Page 178 - Горячий снег
P. 178
— Нет, Гога. Потом… Не могу. Устал.
Стало тихо в блиндаже — сдержаннее прорывались стоны, прекратилось, затихло
беспокойное шуршание соломы на полу, раненые вслушивались в негромкий разговор
лейтенантов: те, кто был еще в силах приподняться, напрягались поймать слухом слова
облегчения и дуновение надежды от нежданно пришедшего с батареи лейтенанта,
наделенного завидной, счастливой судьбой говорить нормальным голосом, ходить,
чувствовать свое целое тело. Даже то, что этот лейтенант, командир взвода, не был ранен,
рождало надежду на избавление: значит, батарея еще жила, значит, еще там, наверху, были
люди. Но никто не вмешивался в разговор, не прерывал, лишь тяжелораненые, не приходя в
сознание, стонали в углах.
«Они ждут от меня чего-то, — подумал Кузнецов. — Но я сам не знаю, что будет через
час. Не знаю, когда появится возможность всех их отправить в медсанбат, не знаю, где
сейчас медсанбат».
А Давлатян, затянутый до глухоты в ушах бинтами, не слышал, должно быть,
осторожно наступившего затишья в блиндаже, его раздвинутые на половину лица глаза с
нездоровым, жарким огнем возбуждения блуждали по потолку, по лбу Кузнецова, находили
его глаза и стыдливо спрашивали, что он думает о нем: осуждает, жалеет, сочувствует? И
Давлатян заговорил горячо и не совсем внятно:
— Ты пойми меня, Коля, мне не повезло второй раз… Я несчастливый. Тогда, под
Воронежем, заболел этой идиотской болезнью, а теперь ранило… Ну, что же это такое? Мне
не повезло, не повезло! А я так мечтал попасть на передовую, я так хотел подбить хоть один
танк! Я ничего не успел. Вот тебя не ранило, тебе очень повезло. А мой взвод… Начиная с
бомбежки… Ты понимаешь меня, Коля? Бессмысленно, бессмысленно случилось со мной!
Почему мне не везет? Почему я невезучий, Коля?
Кузнецов молчал. По завлажневшим глазам, по срывающемуся голосу Давлатяна он
понял, что тот может сейчас заплакать от рокового несчастья, от невезения, от досады, и
смутное чувство собственной взрослости охватывало Кузнецова. Они были объединены и
вместе с тем разделены бесконечностью лет. Давлатян был где-то в мягкой, прозрачной и
приятной дали, в прежнем и прошлом, в том наивном, детском — в училище, на марше, в
ночи перед боем, — он остался там. Нет, он не видел ни смерти наводчика Касымова, ни
смерти Сергуненкова, ни гибели расчета Чубарикова под гусеницами танка, ни пленного
немца, ни разведчика в воронке, ни в той смертельной низине сжавшейся калачиком на снегу
Зои, под боком которой расплывалось темное пятно и валялся маленький, игрушечный
«вальтер». Одни сутки, как бесконечные двадцать лет, разделяли их, и счастье Давлатяна
было несчастьем Кузнецова, потому что память его не освобождалась, держала все.

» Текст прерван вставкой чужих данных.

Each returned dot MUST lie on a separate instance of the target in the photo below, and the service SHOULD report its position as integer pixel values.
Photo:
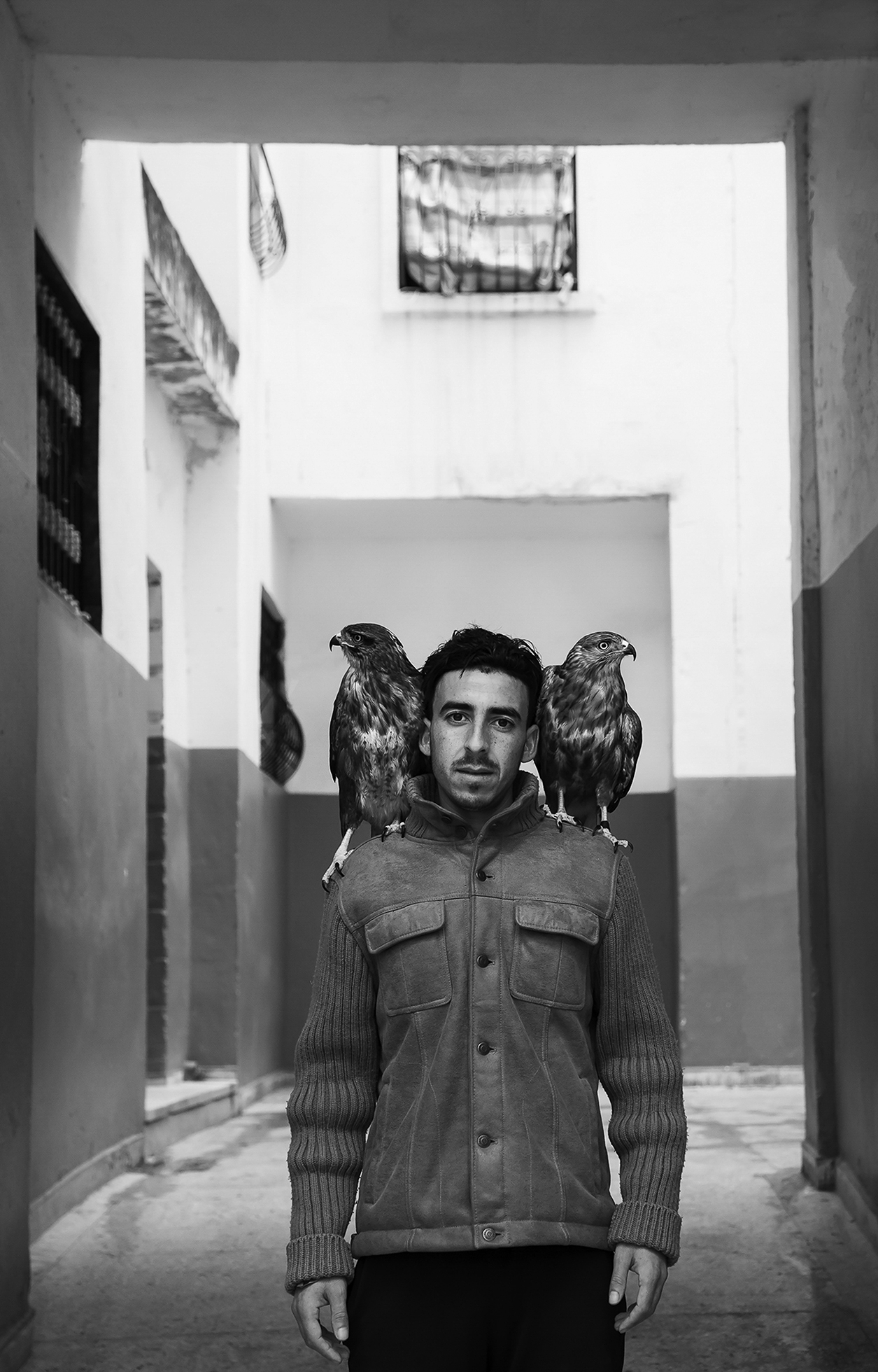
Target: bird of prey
(374, 734)
(589, 736)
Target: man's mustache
(476, 764)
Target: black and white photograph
(438, 686)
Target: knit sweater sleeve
(638, 1063)
(332, 1102)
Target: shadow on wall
(739, 974)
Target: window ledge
(455, 307)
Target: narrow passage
(181, 1267)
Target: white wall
(228, 527)
(677, 384)
(198, 184)
(544, 570)
(165, 453)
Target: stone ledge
(80, 1183)
(741, 1074)
(180, 1109)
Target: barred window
(68, 402)
(488, 220)
(281, 741)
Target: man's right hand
(306, 1306)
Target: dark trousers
(511, 1310)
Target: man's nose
(476, 738)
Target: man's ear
(531, 738)
(424, 738)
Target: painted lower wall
(91, 934)
(849, 608)
(213, 843)
(312, 839)
(739, 967)
(648, 821)
(262, 914)
(239, 913)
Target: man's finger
(306, 1308)
(338, 1303)
(622, 1264)
(651, 1273)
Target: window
(281, 741)
(488, 220)
(268, 235)
(68, 400)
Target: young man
(475, 980)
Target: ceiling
(632, 32)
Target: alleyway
(181, 1267)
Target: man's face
(478, 738)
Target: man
(475, 980)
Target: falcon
(374, 736)
(589, 736)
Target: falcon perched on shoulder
(589, 736)
(374, 736)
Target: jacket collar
(428, 820)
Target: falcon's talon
(330, 873)
(607, 832)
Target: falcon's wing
(341, 760)
(632, 738)
(337, 732)
(546, 759)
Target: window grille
(68, 401)
(268, 235)
(488, 220)
(281, 741)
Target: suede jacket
(469, 995)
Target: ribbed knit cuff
(646, 1227)
(317, 1256)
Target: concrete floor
(181, 1267)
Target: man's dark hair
(481, 650)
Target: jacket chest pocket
(411, 955)
(552, 953)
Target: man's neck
(475, 820)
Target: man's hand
(306, 1306)
(652, 1272)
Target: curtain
(495, 220)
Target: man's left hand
(652, 1272)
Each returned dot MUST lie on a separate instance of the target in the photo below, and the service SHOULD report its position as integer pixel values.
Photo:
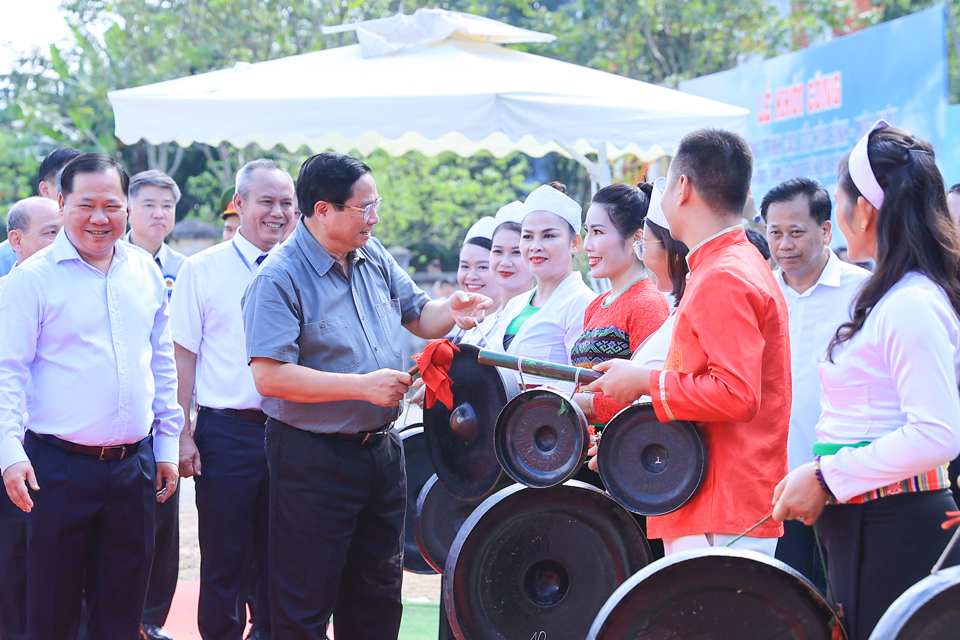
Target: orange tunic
(728, 370)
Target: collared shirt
(168, 260)
(302, 308)
(205, 318)
(893, 384)
(8, 257)
(815, 316)
(728, 369)
(92, 351)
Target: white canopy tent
(432, 82)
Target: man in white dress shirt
(86, 335)
(32, 224)
(225, 451)
(153, 207)
(818, 288)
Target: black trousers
(336, 535)
(13, 570)
(166, 562)
(879, 549)
(92, 526)
(798, 548)
(232, 507)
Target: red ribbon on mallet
(434, 364)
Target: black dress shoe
(153, 632)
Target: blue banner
(810, 107)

«Он сказал: бессмысленно? Бессмысленно… Но может быть, в бессмыслии того, что
было, и есть смысл? Это так, и этого не знает Давлатян. Нет, нет, не может быть
бессмысленно! Почему, зачем тогда все? Зачем тогда я стрелял и видел в этом смысл? Я
ненавидел их, убивал, я поджигал танки, и я хотел этого смысла! И когда пошли к воронке —
тоже. Да, был смысл, я знаю. Но смерть Зои — это бессмыслие, невозможное бессмыслие!
Почему она? И смысл и бессмыслие?.. Да, да. Я не могу почему-то сказать об этом
Давлатяну. Если бы он видел, как она лежала на снегу, в низине, сжавшись калачиком, а
руки были на животе!..»
— Я завидую тебе, Гога, — с трудом выговорил Кузнецов и встал с онемелой
полуулыбкой, он никогда не улыбался так. — Может, тебе и повезло… Война не кончилась,
Гога. В госпитале подлечат — и все танки твои…
Зачем он говорил это и успокаивал Давлатяна?
— Ты сказал, что мне повезло? — вскрикнул петушиным фальцетом Давлатян и
заворочал забинтованной головой. — Для чего ты сказал? Для чего ты это говоришь? Как
назло, как назло, меня… Я выстрелил четыре раза!.. Я ничего не успел, я не хотел такого
везения! Ты меня не понимаешь, я не хочу такого везения! Это судьба такая!
— Выздоравливай, Гога… Прости, мне к орудию, — сказал Кузнецов. — Я зайду еще.